My position represents either a sub-department or department of one. There is only one person in our municipality doing my kind of work, and a very knowledgeable consultant works with me. As my retirement looms in the next few years, I do not want to be known as someone who left a tangled mess. After all, more than a decade ago, I inherited just that because of the untimely passing of my predecessor, another one-person band. The mess was undocumented, uncommented Informix 4GL source code, virtually no build, no source code control, and no systems documentation.
The consultant with whom I work wants to standardize on the implementation language we use, and I agree with him. We haven’t chosen Perl because we think it is the best, but because a lot of people know it, and it works well for standalone and web applications. In our opinion, it doesn’t beat PHP for the web, but in a dual role works well for CGI and command-line, unattended applications.

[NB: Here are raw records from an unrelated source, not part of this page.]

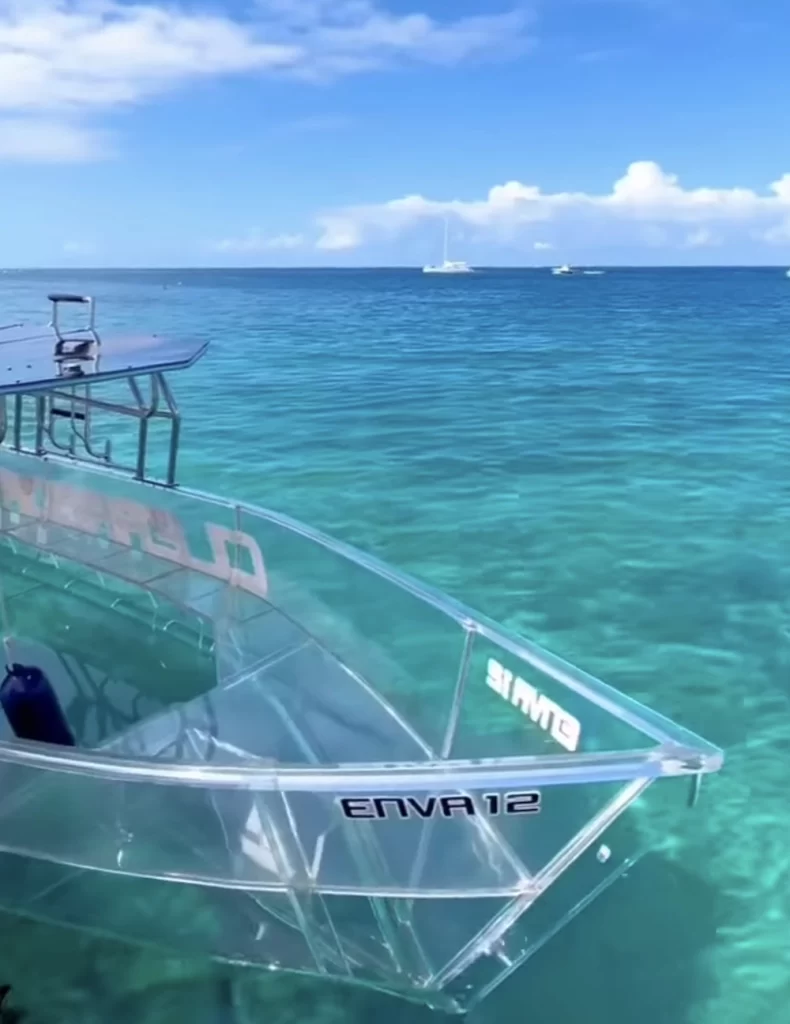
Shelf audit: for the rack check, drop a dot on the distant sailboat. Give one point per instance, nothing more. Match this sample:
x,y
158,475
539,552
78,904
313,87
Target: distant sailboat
x,y
448,265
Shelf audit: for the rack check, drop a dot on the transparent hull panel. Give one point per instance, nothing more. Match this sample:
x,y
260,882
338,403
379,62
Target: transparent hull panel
x,y
292,757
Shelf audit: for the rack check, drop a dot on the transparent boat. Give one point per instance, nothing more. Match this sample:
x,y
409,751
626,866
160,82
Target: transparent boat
x,y
287,755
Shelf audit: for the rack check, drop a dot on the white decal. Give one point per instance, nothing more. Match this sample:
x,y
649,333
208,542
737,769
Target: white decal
x,y
158,531
550,717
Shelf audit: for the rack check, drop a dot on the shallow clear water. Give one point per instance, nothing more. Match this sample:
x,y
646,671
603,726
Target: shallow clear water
x,y
598,462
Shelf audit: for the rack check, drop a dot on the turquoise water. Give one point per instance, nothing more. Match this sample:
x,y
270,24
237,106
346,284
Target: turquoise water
x,y
599,463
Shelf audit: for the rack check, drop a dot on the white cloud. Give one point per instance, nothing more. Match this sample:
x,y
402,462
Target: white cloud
x,y
703,238
256,243
43,140
75,58
88,54
647,201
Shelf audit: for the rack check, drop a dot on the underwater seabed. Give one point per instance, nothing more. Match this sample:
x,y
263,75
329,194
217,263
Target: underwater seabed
x,y
293,758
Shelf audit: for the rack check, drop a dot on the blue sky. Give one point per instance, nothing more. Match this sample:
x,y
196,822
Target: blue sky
x,y
343,132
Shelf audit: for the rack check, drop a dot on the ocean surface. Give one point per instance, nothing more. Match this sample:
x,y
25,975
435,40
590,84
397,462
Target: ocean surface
x,y
601,463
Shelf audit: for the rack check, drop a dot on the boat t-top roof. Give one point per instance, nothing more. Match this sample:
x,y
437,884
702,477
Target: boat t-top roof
x,y
58,369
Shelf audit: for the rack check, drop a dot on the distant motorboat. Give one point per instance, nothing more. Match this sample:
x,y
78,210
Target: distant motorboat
x,y
448,265
568,271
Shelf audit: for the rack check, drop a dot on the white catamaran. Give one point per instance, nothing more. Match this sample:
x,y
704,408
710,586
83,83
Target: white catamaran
x,y
448,265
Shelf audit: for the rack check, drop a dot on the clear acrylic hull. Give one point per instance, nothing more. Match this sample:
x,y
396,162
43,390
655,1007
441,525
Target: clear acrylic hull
x,y
292,757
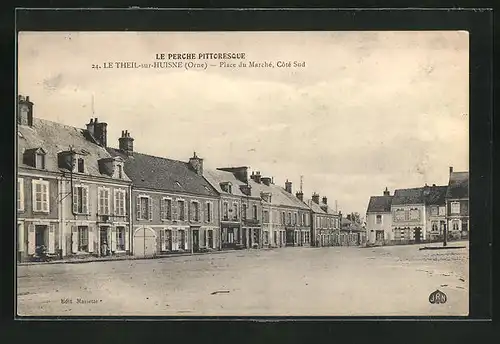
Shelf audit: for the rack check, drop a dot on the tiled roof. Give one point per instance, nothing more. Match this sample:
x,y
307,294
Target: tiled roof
x,y
379,204
279,196
152,172
315,207
458,186
216,177
436,195
54,138
408,196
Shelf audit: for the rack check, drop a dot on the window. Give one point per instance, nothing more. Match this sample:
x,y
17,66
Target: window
x,y
266,216
182,210
235,211
120,239
41,196
243,211
144,208
208,212
166,209
80,199
120,202
40,161
104,201
399,215
195,206
83,238
225,212
81,166
20,194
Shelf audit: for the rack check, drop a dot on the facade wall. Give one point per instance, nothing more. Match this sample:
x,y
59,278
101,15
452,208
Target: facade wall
x,y
406,227
176,230
379,227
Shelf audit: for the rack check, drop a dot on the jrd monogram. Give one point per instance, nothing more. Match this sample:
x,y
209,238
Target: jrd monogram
x,y
437,297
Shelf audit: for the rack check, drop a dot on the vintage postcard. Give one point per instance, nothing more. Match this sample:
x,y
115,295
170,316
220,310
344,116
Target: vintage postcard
x,y
243,173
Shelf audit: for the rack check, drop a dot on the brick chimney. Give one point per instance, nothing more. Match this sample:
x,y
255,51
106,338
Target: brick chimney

After learning Clojure, I would rather write in it, even after having invested a store/forward configuration/meter reads system in Python. But, there is that trying to standardize thing I mentioned previously. So, I am going to take the advice I saw on one of the bulletin boards to someone just starting out. Write something and show it.

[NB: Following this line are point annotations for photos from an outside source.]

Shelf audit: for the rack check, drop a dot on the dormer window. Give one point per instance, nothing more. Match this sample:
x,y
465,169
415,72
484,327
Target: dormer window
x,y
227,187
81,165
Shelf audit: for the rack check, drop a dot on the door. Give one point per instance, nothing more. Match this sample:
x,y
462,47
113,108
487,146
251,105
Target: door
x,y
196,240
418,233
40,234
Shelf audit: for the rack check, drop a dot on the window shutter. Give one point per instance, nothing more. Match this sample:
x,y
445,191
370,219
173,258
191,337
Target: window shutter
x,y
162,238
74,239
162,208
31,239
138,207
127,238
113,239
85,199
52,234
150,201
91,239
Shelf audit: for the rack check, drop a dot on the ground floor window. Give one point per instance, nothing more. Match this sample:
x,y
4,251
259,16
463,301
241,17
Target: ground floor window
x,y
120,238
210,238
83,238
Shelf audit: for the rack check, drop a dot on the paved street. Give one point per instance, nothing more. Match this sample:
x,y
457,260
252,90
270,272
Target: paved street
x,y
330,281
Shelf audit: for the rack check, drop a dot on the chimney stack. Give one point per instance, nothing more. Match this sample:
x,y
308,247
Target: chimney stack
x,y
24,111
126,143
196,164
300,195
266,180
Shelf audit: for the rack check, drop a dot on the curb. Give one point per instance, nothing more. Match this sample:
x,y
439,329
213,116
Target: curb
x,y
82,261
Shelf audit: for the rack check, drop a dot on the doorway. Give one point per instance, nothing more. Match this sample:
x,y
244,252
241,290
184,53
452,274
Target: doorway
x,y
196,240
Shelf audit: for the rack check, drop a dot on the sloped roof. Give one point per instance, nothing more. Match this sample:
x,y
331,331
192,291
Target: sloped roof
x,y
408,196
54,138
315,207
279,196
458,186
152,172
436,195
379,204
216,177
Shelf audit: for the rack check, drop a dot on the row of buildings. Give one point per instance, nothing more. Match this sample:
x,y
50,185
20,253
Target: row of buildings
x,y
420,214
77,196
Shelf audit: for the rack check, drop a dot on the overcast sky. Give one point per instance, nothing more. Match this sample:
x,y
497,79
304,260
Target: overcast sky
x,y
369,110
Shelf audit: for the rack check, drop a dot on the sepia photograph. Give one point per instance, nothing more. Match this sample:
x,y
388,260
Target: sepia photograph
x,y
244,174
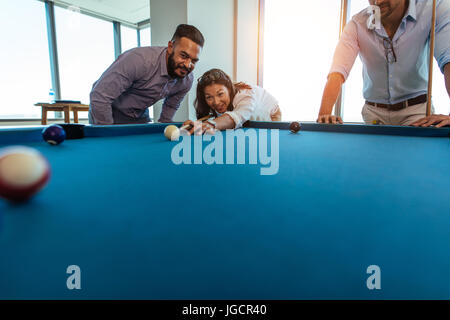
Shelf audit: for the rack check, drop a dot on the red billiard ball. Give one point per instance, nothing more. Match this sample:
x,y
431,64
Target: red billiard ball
x,y
294,127
54,134
23,172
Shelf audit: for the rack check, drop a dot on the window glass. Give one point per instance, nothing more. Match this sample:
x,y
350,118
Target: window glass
x,y
85,51
145,37
299,42
129,38
24,59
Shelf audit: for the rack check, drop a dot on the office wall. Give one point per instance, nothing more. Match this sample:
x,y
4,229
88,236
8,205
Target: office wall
x,y
216,19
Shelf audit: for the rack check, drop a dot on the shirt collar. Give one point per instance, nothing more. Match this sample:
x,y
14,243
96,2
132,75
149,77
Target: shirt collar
x,y
163,63
412,13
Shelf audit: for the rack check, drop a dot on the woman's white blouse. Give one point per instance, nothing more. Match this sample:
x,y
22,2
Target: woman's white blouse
x,y
252,104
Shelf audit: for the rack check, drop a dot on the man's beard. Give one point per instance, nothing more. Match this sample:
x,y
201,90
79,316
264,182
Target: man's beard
x,y
171,66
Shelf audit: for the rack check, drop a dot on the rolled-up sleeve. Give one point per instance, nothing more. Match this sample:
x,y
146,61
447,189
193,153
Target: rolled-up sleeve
x,y
346,51
244,105
442,44
113,82
172,103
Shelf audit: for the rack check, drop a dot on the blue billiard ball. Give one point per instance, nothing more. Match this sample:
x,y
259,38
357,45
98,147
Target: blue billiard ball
x,y
54,134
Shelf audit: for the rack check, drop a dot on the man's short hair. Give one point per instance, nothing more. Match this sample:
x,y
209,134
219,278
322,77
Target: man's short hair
x,y
190,32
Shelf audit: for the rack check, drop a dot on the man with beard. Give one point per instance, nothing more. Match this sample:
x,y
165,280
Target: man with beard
x,y
393,42
142,76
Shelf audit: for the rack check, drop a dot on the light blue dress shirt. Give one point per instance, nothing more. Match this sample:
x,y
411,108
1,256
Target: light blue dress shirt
x,y
392,82
133,83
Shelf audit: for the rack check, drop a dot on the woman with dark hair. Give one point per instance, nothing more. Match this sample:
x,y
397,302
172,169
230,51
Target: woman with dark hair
x,y
231,104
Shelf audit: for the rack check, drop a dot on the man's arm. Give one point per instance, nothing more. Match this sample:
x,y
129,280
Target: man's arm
x,y
329,97
171,104
113,82
343,60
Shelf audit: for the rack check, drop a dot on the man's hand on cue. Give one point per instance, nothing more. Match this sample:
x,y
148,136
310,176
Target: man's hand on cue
x,y
439,120
199,128
328,118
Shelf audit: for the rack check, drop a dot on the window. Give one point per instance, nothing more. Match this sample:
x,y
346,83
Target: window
x,y
145,37
24,59
129,38
353,100
299,42
85,51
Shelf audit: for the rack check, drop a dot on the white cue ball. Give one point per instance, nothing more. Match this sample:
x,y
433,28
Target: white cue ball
x,y
172,132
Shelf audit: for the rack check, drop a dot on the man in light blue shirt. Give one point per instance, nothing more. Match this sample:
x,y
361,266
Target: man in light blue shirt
x,y
142,76
395,60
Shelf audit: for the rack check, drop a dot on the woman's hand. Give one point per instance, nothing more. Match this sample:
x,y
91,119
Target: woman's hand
x,y
199,128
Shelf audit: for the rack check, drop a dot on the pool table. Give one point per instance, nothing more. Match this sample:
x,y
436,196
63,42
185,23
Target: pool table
x,y
349,212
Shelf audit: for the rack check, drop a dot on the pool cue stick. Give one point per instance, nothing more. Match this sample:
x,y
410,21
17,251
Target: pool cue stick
x,y
201,119
430,68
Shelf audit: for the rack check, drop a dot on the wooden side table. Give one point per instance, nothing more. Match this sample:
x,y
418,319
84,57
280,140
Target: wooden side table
x,y
62,106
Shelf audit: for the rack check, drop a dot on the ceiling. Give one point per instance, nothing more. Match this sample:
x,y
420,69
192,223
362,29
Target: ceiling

What I write will be tools on which someone coming into my job won’t have to maintain or reproduce, at least at the start. The rest of it, including a MySQL database crawler to keep the number of daily reads manageable at 14M rows of data, will be done in Perl. All of the people who said Clojure would affect my thinking even if I only learned it and never used it much were not kidding. My problem with Clojure is having to use something else. I guess that is a good thing for Clojure.
This post isn’t about language bashing. If you inherit a large body of code, say for a tax billing system, you realize you won’t be re-writing any of that code anytime soon, especially if you don’t know RECAP from January 1 Owners or Excise Service Warrants from Urgent Parking Notices.

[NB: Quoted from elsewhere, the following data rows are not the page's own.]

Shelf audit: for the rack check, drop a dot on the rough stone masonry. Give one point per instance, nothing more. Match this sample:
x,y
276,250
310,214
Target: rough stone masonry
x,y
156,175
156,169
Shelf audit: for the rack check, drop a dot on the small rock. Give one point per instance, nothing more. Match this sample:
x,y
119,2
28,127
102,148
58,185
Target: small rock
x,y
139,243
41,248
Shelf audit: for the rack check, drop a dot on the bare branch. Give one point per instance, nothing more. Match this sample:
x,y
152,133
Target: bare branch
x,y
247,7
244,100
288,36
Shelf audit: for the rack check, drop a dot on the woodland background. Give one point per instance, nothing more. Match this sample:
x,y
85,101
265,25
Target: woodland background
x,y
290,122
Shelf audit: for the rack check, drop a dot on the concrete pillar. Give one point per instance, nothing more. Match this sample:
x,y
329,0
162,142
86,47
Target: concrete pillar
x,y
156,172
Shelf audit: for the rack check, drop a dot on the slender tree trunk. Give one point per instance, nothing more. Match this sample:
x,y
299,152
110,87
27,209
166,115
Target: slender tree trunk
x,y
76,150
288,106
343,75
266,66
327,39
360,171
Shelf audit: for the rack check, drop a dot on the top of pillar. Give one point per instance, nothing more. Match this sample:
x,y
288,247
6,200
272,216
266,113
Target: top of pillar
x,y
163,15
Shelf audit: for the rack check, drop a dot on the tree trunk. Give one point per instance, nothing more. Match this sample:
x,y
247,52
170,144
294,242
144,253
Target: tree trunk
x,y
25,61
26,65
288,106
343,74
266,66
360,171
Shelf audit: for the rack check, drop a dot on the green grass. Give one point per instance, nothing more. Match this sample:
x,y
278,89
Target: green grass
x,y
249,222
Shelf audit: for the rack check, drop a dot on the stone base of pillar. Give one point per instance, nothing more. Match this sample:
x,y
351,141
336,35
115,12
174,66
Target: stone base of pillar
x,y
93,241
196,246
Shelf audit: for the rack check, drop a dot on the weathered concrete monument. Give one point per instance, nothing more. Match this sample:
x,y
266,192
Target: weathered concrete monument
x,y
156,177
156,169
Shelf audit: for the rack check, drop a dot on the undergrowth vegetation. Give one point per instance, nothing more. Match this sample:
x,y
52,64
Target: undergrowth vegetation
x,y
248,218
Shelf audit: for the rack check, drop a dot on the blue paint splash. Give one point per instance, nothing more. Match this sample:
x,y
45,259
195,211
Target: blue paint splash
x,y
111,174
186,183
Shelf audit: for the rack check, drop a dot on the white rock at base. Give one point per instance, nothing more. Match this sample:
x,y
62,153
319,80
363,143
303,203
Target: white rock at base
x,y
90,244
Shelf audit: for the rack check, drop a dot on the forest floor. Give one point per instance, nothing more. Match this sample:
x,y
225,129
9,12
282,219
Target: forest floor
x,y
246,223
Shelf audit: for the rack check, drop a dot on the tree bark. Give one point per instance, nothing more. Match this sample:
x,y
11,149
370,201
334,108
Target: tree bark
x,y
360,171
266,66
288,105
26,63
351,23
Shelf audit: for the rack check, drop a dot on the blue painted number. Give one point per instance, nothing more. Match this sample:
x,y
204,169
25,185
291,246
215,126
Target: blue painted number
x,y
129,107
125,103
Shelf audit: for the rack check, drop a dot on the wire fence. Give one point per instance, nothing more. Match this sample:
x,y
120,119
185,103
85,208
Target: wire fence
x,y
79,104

Because it was here to stay, at least for a while, I learned to like Informix 4GL. I have pushed the language to its limits, including blowing the stack, evidenced by cursors never reaching the end of their working sets. I prefer other languages, like Clojure, Perl, and Python, but we’re making a cost-saving decision now to go back to well-worn and tested 4GL programs for generating water liens (for unpaid water bills) rather than re-writing everything in a language we deem “better”.
Instead, this is post is about the musings of Scala and Python, and how one achieves as close to pure functional programming with these languages. I have written a major project in Python, and know a reasonable amount about the language. I’ve had only a slight peak at the Scala for the Impatient (a very good read by the way), and am by no means an expert, let alone even knowledgeable. With Haskell and Clojure, your variables are always immutable. In Clojure you could defeat immutability by using and modifying a ref.
Can you achieve enough immutability with tuples in Python for it to be considered functional, and whether or not you can achieve immutability enforcing the use of
in Scala programs? Over the years, I have worked for well-run development groups, and despite good management and team interaction, not everything could be enforced, especially with coding style, and definitely when defining objects when C++ first began to be a viable programming language.
I will continue to dabble in Clojure, write major new programs in Perl, and maintain the old 4GL software, and somewhere keep thinking about immutability.